We often criticize young people for political apathy but, given what's offered them, why would they be drawn to politics? Isn't that the story of governance in the 21st century - government that refuses to look to the horizon to see what awaits today's young people when we're safely gone having cheated them out of their future?

The Disaffected Lib said...

I think that's where "SS/DD" comes from, doesn't it Zoombats? My old bones are getting too weary for this crap.

The Disaffected Lib said...

Thwap - don't get "cross." My late grandmother often said she was cross and it didn't do her a damned bit of good.

Linda McQuaig writes many things, some more persuasive than others. I think I'll pass on that one.

rumleyfips said...

Curious, I looked ay the Old Fool's plan for self-sufficiency (it didn't take long; there is no real plan ) . O'Tool says his plan is just like Trump's ' America first '. O boy.

The Disaffected Lib said...


Trump's "America first" policy was based on exploiting the enormity of the US economy to bring other nations to their knees. He acted with perceived impunity.

Canada would have a tough time replicating that. Then again it's O'Toole, a guy who thinks Wexit is still a thing. Not ready for prime time.

Northern PoV said...

Good post and many good comments ...

"They all possess defective memories"

I call it wilful ignorance ... in this case, supported by "branding" and media acquiescence. (Harper's frankenstein monster got the blue label, CDNs alternate from the red brand)

.....................

And with this new "10 years" schtick, CONs have essentially abandoned the deficit hawk position. Everyone loves Quantitative Easing now. But they'll still get media coverage as the 'fiscally responsible; alternative.

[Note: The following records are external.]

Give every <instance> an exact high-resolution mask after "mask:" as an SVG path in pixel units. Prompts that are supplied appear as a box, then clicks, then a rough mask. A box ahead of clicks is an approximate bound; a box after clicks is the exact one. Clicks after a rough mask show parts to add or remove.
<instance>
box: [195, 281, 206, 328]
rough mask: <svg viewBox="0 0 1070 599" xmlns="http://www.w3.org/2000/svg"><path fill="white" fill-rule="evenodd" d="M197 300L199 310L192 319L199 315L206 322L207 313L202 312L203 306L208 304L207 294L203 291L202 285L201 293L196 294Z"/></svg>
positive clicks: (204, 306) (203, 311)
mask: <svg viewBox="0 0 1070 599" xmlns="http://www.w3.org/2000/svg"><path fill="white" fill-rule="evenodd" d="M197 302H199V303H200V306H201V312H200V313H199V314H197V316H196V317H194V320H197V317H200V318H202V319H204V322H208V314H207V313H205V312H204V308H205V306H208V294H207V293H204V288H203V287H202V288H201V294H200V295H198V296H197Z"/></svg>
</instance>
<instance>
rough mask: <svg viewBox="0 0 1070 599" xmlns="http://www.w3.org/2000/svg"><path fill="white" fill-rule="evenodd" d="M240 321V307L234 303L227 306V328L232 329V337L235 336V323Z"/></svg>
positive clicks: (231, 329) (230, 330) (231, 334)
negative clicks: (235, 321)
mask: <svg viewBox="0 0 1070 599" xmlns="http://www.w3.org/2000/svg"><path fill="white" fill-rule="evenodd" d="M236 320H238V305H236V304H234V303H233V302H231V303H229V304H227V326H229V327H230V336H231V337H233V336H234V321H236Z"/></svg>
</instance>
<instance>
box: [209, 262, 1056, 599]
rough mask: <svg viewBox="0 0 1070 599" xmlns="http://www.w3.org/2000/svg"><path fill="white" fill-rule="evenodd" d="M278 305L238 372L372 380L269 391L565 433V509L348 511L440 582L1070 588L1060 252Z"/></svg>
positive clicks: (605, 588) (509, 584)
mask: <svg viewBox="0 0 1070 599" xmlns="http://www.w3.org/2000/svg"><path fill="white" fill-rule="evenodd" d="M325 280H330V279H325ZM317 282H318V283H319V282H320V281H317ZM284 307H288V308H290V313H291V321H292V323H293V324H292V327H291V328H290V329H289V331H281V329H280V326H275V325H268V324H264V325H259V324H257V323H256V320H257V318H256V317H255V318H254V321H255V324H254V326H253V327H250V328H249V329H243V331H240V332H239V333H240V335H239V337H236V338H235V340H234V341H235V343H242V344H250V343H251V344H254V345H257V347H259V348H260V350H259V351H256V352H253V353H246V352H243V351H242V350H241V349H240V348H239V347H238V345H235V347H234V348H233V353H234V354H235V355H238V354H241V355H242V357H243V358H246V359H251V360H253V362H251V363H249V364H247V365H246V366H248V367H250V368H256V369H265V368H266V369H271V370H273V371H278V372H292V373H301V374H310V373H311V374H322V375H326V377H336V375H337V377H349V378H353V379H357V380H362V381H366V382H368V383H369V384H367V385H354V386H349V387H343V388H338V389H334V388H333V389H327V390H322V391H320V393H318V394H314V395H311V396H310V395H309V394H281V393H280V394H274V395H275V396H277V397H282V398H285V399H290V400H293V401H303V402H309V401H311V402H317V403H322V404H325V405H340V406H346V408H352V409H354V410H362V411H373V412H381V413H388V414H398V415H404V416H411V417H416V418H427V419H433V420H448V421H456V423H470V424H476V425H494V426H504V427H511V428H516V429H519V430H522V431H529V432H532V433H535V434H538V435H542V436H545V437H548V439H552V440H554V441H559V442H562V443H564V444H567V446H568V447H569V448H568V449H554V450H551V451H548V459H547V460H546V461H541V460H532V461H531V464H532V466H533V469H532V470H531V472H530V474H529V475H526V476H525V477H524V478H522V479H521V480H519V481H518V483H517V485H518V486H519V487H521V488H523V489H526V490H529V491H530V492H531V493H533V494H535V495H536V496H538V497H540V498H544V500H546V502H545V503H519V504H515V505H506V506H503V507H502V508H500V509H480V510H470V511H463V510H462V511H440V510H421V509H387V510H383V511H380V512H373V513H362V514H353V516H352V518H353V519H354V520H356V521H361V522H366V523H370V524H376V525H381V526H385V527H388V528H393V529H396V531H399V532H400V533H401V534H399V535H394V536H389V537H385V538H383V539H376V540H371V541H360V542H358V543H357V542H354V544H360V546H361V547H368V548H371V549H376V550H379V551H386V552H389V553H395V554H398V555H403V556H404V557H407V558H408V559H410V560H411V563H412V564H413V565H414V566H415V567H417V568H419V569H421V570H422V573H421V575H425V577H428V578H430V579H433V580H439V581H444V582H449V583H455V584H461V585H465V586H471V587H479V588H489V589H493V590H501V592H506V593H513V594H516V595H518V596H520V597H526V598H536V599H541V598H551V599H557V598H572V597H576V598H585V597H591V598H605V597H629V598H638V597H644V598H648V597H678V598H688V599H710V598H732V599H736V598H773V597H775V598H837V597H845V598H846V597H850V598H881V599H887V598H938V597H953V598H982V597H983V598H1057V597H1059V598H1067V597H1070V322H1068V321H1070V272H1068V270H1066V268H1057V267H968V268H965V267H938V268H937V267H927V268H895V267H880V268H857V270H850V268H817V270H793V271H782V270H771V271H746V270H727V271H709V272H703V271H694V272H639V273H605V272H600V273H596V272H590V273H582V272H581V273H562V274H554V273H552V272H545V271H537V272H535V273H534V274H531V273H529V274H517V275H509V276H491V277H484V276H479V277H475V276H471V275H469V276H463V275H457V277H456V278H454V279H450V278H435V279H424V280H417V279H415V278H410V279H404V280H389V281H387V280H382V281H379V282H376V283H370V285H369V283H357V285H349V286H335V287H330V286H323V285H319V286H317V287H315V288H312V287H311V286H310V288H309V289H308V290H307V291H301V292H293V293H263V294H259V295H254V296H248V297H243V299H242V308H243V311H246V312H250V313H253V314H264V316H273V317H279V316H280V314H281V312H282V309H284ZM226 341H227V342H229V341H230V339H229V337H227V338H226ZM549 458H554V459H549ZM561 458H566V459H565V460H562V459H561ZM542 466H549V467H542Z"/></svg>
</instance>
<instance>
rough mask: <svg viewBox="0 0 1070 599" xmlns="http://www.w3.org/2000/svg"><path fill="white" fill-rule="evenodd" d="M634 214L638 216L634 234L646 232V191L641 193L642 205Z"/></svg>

The Disaffected Lib said...

I just don't see much substance there, NPoV. O'Toole seems to be reading from a script he doesn't understand.

Purple library guy said...

Conservatives always talk fiscal responsibility, but what they do in office is cut revenue, partly to give their buddies goodies, but partly with the deliberate intent of creating deficits so they will have a better excuse to cut social programs. They hate social programs not because they cost money, but because they make low-wage workers less desperate and harder to bully.

That said, on that one quote I very reluctantly feel I must be fair to O'Toole. When he said "We’re going to come up with a plan that shows there is no bogeyman with the Conservatives, that we’re going to try and get back to a balanced budget in two or three years or something like that." I think it's just a sort of spoken-word bad grammar thing--his intent was to say that the Conservatives would not be bogeymen who would try to balance the budget in two or three years--that he acknowledged that would be a stupid thing to try to do and he wanted people not to be scared that he would try such a thing. That goes with his further point about economic growth. It's actually pretty sane-sounding stuff, for a Conservative.

And while he's lying in a way (if elected, he undoubtedly would break out the austerity), he's also telling the truth because of course austerity pretty much never causes budgets to balance so no, there's no threat a Conservative government would balance the budget. It's just that the things the deficit went to funding would be completely worthless and counterproductive, as opposed to under the Liberals where there are some decent things to go with all the worthless counterproductive ones [cough]pipelines[/cough].

Anonymous said...

Just another Conservative with a hole in its head.